Elang 7 dan Elang 8 yang hendak menyusul rombongan SRU 3, tiba-tiba Elang 1 menghentikan mereka, “Kalian berdua ke atas saja. Sisir jalan ini dan rumah di sekitarnya!”. “Siap!”, sahut Elang 7 dan langsung merubah arah langkah kaki. Mereka menyisir satu per satu rumah. Rumah pertama dan kedua kosong. Di dalam rumah ketiga, mereka menemukan tiga warga yang sudah meninggal. Dikarenakan tidak membawa kantung jenazah, maka mereka hanya memberi marker di jalan masuk ke rumah tersebut. “Kamu naik saja. Saya akan turun mengambil kantung jenazah. Siapa tahu masih ada korban yang hidup”, pinta Elang 7 kepada Elang 8. Elang 8 pun menyahut, “Oke”. Mereka pun berpisah.

Kinahrejo, 27 Oktober 2010, jam 05.43

Sesampai Elang 7 di Titik Koordinasi, ternyata semua kantung jenazah sudah terpakai. Bahkan dua dari enam jenazah dibungkus dengan menggunakan  selimut seadanya. Elang 7 pun menyampaikan informasi kepada Elang 1 bahwa tim yang berada di atas membutuhkan tambahan kantung jenazah untuk mengevakuasi korban. Setelah berdiskusi, Elang 1 berkata, “Oke kalau begitu, ambil sarung, jarik atau apapun untuk dijadikan alas dan selimut penutup jenazah. Sebanyak-banyaknya!”, kepada beberapa orang yang sudah berada di sekitar Titik Koordinasi. “Ayo Mas. Kamu bantu aku. Keluarkan jenazah ini dan kantungnya bisa kamu bawa ke atas”, ucap Elang 1 kepada Elang 7. Elang 7 tertegun dan terdiam beberapa saat. Mungkin bimbang di antara dua kondisi yang tidak sama enaknya. Akhirnya Elang 7 mengikuti perintah tersebut, mengeluarkan jenazah dari kantung, meletakkannya kembali dan menutup dengan lembaran kain seadanya.

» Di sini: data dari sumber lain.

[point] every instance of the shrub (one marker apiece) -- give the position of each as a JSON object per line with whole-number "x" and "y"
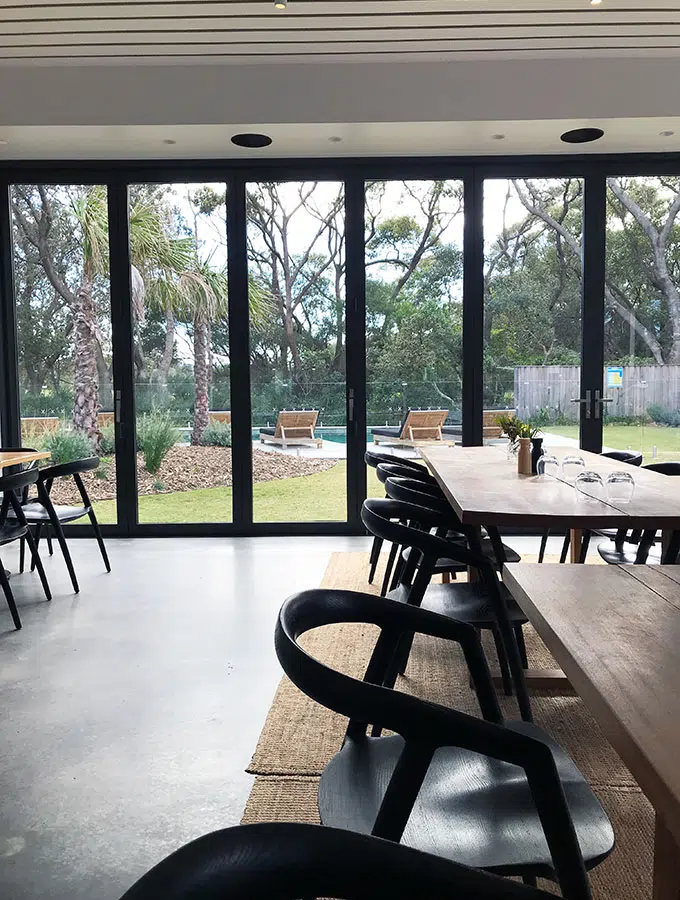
{"x": 156, "y": 435}
{"x": 107, "y": 445}
{"x": 663, "y": 416}
{"x": 216, "y": 434}
{"x": 66, "y": 445}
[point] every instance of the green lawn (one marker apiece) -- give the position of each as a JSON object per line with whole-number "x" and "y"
{"x": 633, "y": 437}
{"x": 311, "y": 498}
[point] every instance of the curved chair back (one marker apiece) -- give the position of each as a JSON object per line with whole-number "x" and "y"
{"x": 424, "y": 726}
{"x": 373, "y": 459}
{"x": 394, "y": 470}
{"x": 285, "y": 861}
{"x": 632, "y": 457}
{"x": 667, "y": 468}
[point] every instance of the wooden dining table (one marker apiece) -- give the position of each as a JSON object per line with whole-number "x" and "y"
{"x": 615, "y": 631}
{"x": 484, "y": 488}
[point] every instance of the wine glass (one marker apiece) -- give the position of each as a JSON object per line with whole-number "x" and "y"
{"x": 590, "y": 485}
{"x": 572, "y": 466}
{"x": 548, "y": 466}
{"x": 620, "y": 487}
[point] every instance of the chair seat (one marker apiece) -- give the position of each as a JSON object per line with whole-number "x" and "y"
{"x": 11, "y": 531}
{"x": 471, "y": 808}
{"x": 466, "y": 602}
{"x": 387, "y": 431}
{"x": 36, "y": 512}
{"x": 627, "y": 556}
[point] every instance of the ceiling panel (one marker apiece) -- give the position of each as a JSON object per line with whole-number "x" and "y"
{"x": 334, "y": 29}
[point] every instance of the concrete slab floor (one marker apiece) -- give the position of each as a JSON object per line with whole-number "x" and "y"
{"x": 130, "y": 711}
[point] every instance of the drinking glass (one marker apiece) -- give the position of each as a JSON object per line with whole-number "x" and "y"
{"x": 548, "y": 465}
{"x": 572, "y": 466}
{"x": 620, "y": 487}
{"x": 590, "y": 485}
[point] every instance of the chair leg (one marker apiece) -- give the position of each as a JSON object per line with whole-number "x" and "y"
{"x": 502, "y": 662}
{"x": 9, "y": 596}
{"x": 38, "y": 531}
{"x": 37, "y": 563}
{"x": 100, "y": 540}
{"x": 565, "y": 547}
{"x": 61, "y": 540}
{"x": 376, "y": 547}
{"x": 521, "y": 646}
{"x": 394, "y": 549}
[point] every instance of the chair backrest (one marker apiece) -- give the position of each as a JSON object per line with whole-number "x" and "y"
{"x": 286, "y": 861}
{"x": 396, "y": 470}
{"x": 667, "y": 468}
{"x": 632, "y": 457}
{"x": 424, "y": 726}
{"x": 423, "y": 424}
{"x": 373, "y": 459}
{"x": 296, "y": 422}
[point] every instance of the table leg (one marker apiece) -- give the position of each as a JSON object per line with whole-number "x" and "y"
{"x": 666, "y": 863}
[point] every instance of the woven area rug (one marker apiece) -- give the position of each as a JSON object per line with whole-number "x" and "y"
{"x": 299, "y": 736}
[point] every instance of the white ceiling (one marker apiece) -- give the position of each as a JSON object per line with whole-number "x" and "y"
{"x": 332, "y": 30}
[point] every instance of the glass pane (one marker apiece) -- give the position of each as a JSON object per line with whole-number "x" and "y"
{"x": 532, "y": 304}
{"x": 296, "y": 262}
{"x": 63, "y": 309}
{"x": 414, "y": 292}
{"x": 642, "y": 318}
{"x": 178, "y": 251}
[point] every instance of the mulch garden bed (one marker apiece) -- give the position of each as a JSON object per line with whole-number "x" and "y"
{"x": 187, "y": 468}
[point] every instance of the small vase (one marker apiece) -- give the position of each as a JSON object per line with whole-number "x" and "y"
{"x": 524, "y": 457}
{"x": 537, "y": 452}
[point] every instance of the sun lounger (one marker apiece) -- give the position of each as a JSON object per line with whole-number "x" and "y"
{"x": 293, "y": 426}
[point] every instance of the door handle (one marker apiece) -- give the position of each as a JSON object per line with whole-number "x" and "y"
{"x": 584, "y": 400}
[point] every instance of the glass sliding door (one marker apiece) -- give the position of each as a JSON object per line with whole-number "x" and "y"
{"x": 414, "y": 292}
{"x": 642, "y": 318}
{"x": 63, "y": 315}
{"x": 532, "y": 304}
{"x": 178, "y": 253}
{"x": 297, "y": 310}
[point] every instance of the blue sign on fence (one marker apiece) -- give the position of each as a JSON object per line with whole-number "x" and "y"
{"x": 614, "y": 376}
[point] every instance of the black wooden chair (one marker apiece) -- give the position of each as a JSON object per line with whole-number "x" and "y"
{"x": 41, "y": 512}
{"x": 373, "y": 459}
{"x": 636, "y": 547}
{"x": 13, "y": 527}
{"x": 494, "y": 795}
{"x": 485, "y": 603}
{"x": 287, "y": 860}
{"x": 631, "y": 458}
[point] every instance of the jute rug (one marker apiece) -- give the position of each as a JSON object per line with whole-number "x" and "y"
{"x": 299, "y": 736}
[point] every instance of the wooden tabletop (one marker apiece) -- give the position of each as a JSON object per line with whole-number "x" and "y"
{"x": 483, "y": 487}
{"x": 17, "y": 457}
{"x": 615, "y": 631}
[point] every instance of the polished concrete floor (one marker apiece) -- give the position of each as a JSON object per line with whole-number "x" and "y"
{"x": 130, "y": 711}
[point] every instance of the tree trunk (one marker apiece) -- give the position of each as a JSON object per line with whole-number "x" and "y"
{"x": 86, "y": 391}
{"x": 201, "y": 379}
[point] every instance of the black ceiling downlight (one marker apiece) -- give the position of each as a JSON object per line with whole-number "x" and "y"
{"x": 582, "y": 135}
{"x": 251, "y": 140}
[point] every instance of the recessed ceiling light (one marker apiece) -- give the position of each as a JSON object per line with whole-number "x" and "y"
{"x": 251, "y": 140}
{"x": 582, "y": 135}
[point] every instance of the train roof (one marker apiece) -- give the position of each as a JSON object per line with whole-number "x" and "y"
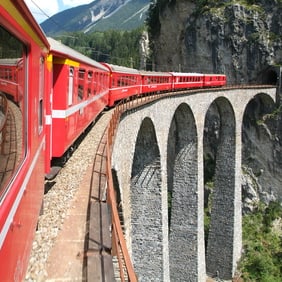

Elang 7 kembali menyusul ke atas dengan membawa tiga kantung jenazah dan mengajak dua Elang lainnya. Di perjalanan, Elang 7 beriringan dengan seseorang, yang tampaknya warga Dusun Kinahrejo. Elang 7 pun memberanikan diri bertanya, “Ndaleme njenengan pundi Mas? (Rumah anda di mana Mas?). Orang tersebut menoleh dan menjawab. “Wonten inggil, Mas (Di atas, Mas).”.Lha njenengan ajeng nopo? (Lha anda mau ngapain?), sergah Elang 7. “Madosi tiyang sepuh kulo, Mas (Mencari orangtua saya Mas), tukas orang tersebut. Elang 7 memutuskan untuk menyerahkan kantung jenazah kepada dua Elang lainnya, dan menyertai orang tersebut naik ke atas. Nama warga tersebut adalah Suparman – sebut saja begitu.

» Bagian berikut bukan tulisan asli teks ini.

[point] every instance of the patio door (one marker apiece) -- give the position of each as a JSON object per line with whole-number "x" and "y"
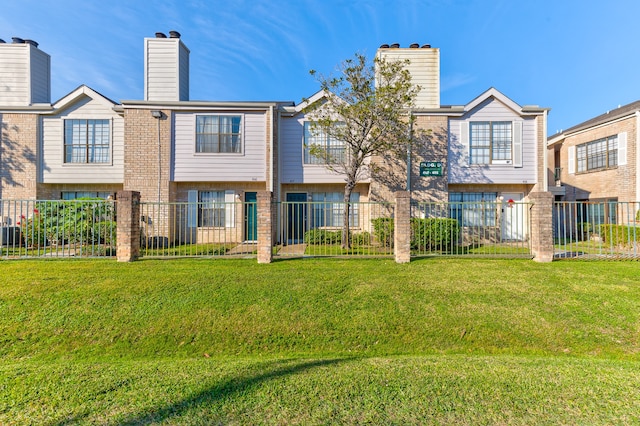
{"x": 250, "y": 216}
{"x": 296, "y": 217}
{"x": 513, "y": 217}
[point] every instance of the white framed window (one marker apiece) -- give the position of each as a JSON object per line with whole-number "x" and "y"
{"x": 211, "y": 209}
{"x": 87, "y": 141}
{"x": 328, "y": 209}
{"x": 327, "y": 149}
{"x": 490, "y": 142}
{"x": 219, "y": 134}
{"x": 473, "y": 208}
{"x": 598, "y": 154}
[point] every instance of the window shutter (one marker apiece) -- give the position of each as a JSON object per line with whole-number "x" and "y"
{"x": 464, "y": 141}
{"x": 572, "y": 160}
{"x": 517, "y": 144}
{"x": 192, "y": 209}
{"x": 229, "y": 209}
{"x": 622, "y": 149}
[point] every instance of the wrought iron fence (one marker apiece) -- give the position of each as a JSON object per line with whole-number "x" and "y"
{"x": 475, "y": 229}
{"x": 202, "y": 229}
{"x": 596, "y": 230}
{"x": 314, "y": 228}
{"x": 57, "y": 228}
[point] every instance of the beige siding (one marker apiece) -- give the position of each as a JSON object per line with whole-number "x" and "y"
{"x": 248, "y": 166}
{"x": 424, "y": 67}
{"x": 166, "y": 70}
{"x": 14, "y": 73}
{"x": 492, "y": 110}
{"x": 54, "y": 170}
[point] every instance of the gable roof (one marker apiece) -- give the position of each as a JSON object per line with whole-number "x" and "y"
{"x": 80, "y": 92}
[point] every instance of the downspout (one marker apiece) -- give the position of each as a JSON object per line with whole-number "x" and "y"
{"x": 636, "y": 150}
{"x": 545, "y": 161}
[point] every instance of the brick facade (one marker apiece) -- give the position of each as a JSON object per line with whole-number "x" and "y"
{"x": 615, "y": 182}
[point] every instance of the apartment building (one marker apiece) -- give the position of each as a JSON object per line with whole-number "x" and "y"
{"x": 207, "y": 153}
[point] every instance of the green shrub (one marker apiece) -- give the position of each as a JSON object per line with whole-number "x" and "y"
{"x": 322, "y": 237}
{"x": 426, "y": 234}
{"x": 361, "y": 239}
{"x": 619, "y": 235}
{"x": 383, "y": 231}
{"x": 434, "y": 233}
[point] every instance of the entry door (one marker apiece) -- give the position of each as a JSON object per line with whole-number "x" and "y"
{"x": 296, "y": 217}
{"x": 251, "y": 216}
{"x": 513, "y": 217}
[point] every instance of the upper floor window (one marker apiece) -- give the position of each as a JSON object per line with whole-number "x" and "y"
{"x": 490, "y": 142}
{"x": 86, "y": 141}
{"x": 218, "y": 133}
{"x": 320, "y": 148}
{"x": 598, "y": 154}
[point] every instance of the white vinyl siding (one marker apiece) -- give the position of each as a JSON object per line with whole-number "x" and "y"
{"x": 622, "y": 149}
{"x": 25, "y": 72}
{"x": 571, "y": 151}
{"x": 166, "y": 70}
{"x": 249, "y": 166}
{"x": 520, "y": 168}
{"x": 293, "y": 169}
{"x": 55, "y": 170}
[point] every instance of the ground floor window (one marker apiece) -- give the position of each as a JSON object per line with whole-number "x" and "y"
{"x": 473, "y": 208}
{"x": 328, "y": 209}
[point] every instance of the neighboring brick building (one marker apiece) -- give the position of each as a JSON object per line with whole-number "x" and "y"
{"x": 598, "y": 160}
{"x": 172, "y": 149}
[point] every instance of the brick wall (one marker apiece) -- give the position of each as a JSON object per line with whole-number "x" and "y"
{"x": 618, "y": 181}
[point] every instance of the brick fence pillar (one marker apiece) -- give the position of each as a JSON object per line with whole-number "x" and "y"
{"x": 402, "y": 227}
{"x": 128, "y": 226}
{"x": 265, "y": 227}
{"x": 542, "y": 226}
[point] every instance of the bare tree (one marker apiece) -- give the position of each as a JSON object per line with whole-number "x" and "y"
{"x": 366, "y": 109}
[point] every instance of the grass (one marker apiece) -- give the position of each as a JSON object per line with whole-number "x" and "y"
{"x": 319, "y": 341}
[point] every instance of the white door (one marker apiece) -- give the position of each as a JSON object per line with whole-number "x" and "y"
{"x": 514, "y": 217}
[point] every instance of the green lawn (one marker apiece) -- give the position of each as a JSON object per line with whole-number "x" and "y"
{"x": 319, "y": 341}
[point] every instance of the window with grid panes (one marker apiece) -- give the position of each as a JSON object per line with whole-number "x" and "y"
{"x": 598, "y": 154}
{"x": 218, "y": 134}
{"x": 87, "y": 141}
{"x": 490, "y": 142}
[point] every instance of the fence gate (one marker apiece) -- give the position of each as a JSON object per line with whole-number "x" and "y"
{"x": 607, "y": 230}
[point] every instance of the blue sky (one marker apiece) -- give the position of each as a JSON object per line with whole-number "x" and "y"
{"x": 579, "y": 58}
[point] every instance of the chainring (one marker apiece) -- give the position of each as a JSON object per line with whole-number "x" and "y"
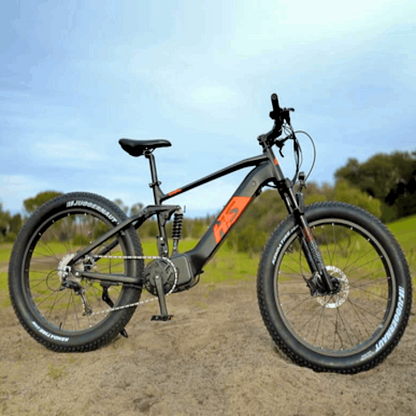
{"x": 162, "y": 268}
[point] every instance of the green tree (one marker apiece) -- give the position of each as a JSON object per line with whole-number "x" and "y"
{"x": 345, "y": 192}
{"x": 387, "y": 177}
{"x": 32, "y": 204}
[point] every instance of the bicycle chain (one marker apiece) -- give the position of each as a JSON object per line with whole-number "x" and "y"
{"x": 131, "y": 305}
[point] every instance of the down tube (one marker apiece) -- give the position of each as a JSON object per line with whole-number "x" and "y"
{"x": 216, "y": 233}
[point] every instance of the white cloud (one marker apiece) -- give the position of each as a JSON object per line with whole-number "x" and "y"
{"x": 67, "y": 153}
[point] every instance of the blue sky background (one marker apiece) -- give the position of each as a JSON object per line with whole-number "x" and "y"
{"x": 78, "y": 75}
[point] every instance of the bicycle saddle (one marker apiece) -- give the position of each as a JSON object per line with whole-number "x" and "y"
{"x": 138, "y": 147}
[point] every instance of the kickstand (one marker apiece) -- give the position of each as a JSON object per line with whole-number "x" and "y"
{"x": 164, "y": 316}
{"x": 106, "y": 298}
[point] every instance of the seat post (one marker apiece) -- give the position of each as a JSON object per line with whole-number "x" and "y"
{"x": 155, "y": 184}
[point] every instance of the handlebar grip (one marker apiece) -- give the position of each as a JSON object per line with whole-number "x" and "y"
{"x": 274, "y": 115}
{"x": 275, "y": 102}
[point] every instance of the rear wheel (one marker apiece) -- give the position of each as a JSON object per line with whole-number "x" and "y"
{"x": 355, "y": 329}
{"x": 58, "y": 309}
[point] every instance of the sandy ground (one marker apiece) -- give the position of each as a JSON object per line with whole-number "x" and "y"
{"x": 214, "y": 358}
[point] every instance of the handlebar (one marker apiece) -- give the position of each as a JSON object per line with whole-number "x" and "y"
{"x": 279, "y": 115}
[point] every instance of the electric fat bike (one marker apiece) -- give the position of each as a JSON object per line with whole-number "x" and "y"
{"x": 333, "y": 285}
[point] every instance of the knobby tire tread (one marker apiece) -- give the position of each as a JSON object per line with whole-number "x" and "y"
{"x": 281, "y": 344}
{"x": 18, "y": 252}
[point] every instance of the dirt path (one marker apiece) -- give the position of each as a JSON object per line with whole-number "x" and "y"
{"x": 215, "y": 358}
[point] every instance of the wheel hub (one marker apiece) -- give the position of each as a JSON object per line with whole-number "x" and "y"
{"x": 337, "y": 299}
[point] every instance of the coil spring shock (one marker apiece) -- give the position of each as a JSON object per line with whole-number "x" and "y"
{"x": 177, "y": 229}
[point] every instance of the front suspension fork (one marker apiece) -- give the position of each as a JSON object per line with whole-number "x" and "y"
{"x": 310, "y": 248}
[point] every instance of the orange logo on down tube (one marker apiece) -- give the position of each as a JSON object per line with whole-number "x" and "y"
{"x": 229, "y": 216}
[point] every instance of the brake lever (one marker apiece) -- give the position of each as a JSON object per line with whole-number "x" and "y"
{"x": 280, "y": 144}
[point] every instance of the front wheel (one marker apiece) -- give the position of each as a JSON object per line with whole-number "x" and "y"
{"x": 354, "y": 329}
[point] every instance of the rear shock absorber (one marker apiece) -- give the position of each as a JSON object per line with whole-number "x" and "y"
{"x": 177, "y": 230}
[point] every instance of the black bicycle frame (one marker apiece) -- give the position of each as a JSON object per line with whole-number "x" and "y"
{"x": 266, "y": 169}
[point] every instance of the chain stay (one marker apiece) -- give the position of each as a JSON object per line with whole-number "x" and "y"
{"x": 131, "y": 305}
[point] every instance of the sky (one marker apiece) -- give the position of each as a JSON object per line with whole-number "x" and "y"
{"x": 76, "y": 76}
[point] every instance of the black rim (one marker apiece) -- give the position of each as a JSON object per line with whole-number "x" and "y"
{"x": 51, "y": 247}
{"x": 353, "y": 320}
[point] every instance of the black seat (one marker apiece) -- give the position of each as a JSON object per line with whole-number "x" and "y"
{"x": 138, "y": 147}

Setelah berjalan kira-kira lima menit, tiba-tiba Mas Suparman berlari tergesa-gesa. Ternyata, dirinya melihat tiga kantung jenazah yang diletakkan berjejer di ujung pandangan mata Elang 7. “Mas, niki sinten mawon? Piyantun pundi mawon? (Mas, ini siapa saja? Orang mana saja?)”, cecar Mas Suparman seketika kepada salah satu Elang yang berada di lokasi. Belum sempat dijawab, Mas Suparman segera membuka kantung jenazah. Seketika dirinya terduduk lemas. “Mas, niki wong tuwo kulo (Mas, ini orang tua saya), ucapnya sambil menoleh ke Elang 7. Air mata Mas Suparman pun tumpah. Elang 7 menghampiri dan duduk di sebelahnya. Sejurus kemudian Elang 7 merangkul Mas Suparman. Kemudian terdengar beberapa kalimat meluncur dari Elang 7 dan selanjutnya terdengar ucapan Basmallah. Kedua orang tersebut mengucapkan Surah Al-Fatihah, dengan kepala sama-sama tertunduk.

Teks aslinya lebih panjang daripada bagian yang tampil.